= Jeremiah Shepard =

Jeremiah Shepard (August 11, 1648 – June 2, 1720) was an American Puritan minister and the youngest son of Margaret Shepard nee Borodell and Thomas Shepard, a major figure in the founding generation of Puritan New England. He was an early graduate of Harvard University, in the class of 1669. He married Mary Wainwright, a daughter of Francis and Philippa Wainwright, about 1672. Mary's brother Francis had also attended Harvard.

Shepard replaced his brother Samuel Shepard at the church in Rowley, Massachusetts and served at the church in Chebacco, later renamed Essex, Massachusetts, and at the church in Lynn, Massachusetts.

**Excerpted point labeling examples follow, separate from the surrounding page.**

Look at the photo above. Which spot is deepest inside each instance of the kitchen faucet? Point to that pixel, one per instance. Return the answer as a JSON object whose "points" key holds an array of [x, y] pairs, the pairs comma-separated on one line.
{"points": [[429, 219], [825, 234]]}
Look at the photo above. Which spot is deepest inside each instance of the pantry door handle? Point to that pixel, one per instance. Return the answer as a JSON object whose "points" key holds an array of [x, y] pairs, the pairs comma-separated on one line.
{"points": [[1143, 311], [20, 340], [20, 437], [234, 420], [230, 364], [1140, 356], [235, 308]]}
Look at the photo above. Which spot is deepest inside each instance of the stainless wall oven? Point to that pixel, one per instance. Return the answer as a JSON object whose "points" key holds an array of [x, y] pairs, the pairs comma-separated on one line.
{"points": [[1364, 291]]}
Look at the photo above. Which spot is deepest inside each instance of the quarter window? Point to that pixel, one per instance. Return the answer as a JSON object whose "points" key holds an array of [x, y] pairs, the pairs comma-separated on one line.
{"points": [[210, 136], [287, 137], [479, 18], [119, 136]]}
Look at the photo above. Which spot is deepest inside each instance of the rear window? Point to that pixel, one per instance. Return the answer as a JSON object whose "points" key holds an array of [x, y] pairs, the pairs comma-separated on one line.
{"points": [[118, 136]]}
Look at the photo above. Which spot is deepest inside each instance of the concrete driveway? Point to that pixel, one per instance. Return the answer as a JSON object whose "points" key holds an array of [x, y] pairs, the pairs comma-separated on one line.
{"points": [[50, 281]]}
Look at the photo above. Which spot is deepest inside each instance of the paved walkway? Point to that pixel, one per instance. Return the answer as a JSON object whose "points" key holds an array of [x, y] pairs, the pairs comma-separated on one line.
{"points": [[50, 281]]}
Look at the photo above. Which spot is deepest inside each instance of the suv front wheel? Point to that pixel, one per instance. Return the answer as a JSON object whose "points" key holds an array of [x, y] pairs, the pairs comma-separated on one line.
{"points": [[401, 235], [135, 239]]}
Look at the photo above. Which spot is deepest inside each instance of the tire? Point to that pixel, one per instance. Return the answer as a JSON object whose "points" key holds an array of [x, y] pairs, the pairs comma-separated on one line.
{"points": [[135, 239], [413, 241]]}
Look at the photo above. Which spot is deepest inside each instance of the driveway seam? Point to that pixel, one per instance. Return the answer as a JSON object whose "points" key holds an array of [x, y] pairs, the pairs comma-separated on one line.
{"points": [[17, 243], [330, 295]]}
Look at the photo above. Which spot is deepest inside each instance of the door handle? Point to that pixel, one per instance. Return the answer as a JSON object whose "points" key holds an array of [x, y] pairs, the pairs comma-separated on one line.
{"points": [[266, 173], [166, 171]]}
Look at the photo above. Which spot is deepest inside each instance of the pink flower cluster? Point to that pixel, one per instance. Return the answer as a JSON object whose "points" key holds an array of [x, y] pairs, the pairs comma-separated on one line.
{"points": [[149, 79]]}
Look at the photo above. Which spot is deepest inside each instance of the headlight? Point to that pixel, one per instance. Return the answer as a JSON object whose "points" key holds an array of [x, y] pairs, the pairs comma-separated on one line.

Like many ministers of his generation, Jeremiah Shepard encountered significant conflicts with his congregations. He was invited to give a monthly lecture at the church in Rowley, but after the election of several town Selectmen who opposed his appointment, the town government refused to pay his salary. Shepard later sued and a compromise was struck. Accepting a call to the church at Chebacco in 1678, Shepard encountered further opposition. The residents of Chebacco, who tired of the long trip to the church at Ipswich, Massachusetts attempted to withdraw from that church, but the members in Ipswich were unwilling that such a break be made. Shepard found himself caught in the middle and accepted a call at the church in Lynn in 1680, where he remained for 40 years.

The Journal of Obadiah Turner described Shepard thus:
"Ye new minister, Mr. Shepard, we find sound in doctrine and strong in speech; but wonderful grave and solemn, wch, after Mr. Whiting, seemeth like clouds after sunshine. Wee doubt not his pietie; but pieitie recommended by gloom cometh with but a poor recommend. However, he is mch of a stranger wth vs as yet. He dresseth in black clothes and weareth black gloves in ye pulpit, wch he must needes cut off at ye finger ends, ye wch is done to enable him to turne over ye book leaves."

Turner's Journal goes on to describe Shepard's conflicts with the church at Lynn when he attempted to remove all music from the service and replace it with more preaching.

Shepard was accused of wizardry during the excitement surrounding the Salem witch trials and was vehemently opposed to the governorship of Sir Edmund Andros.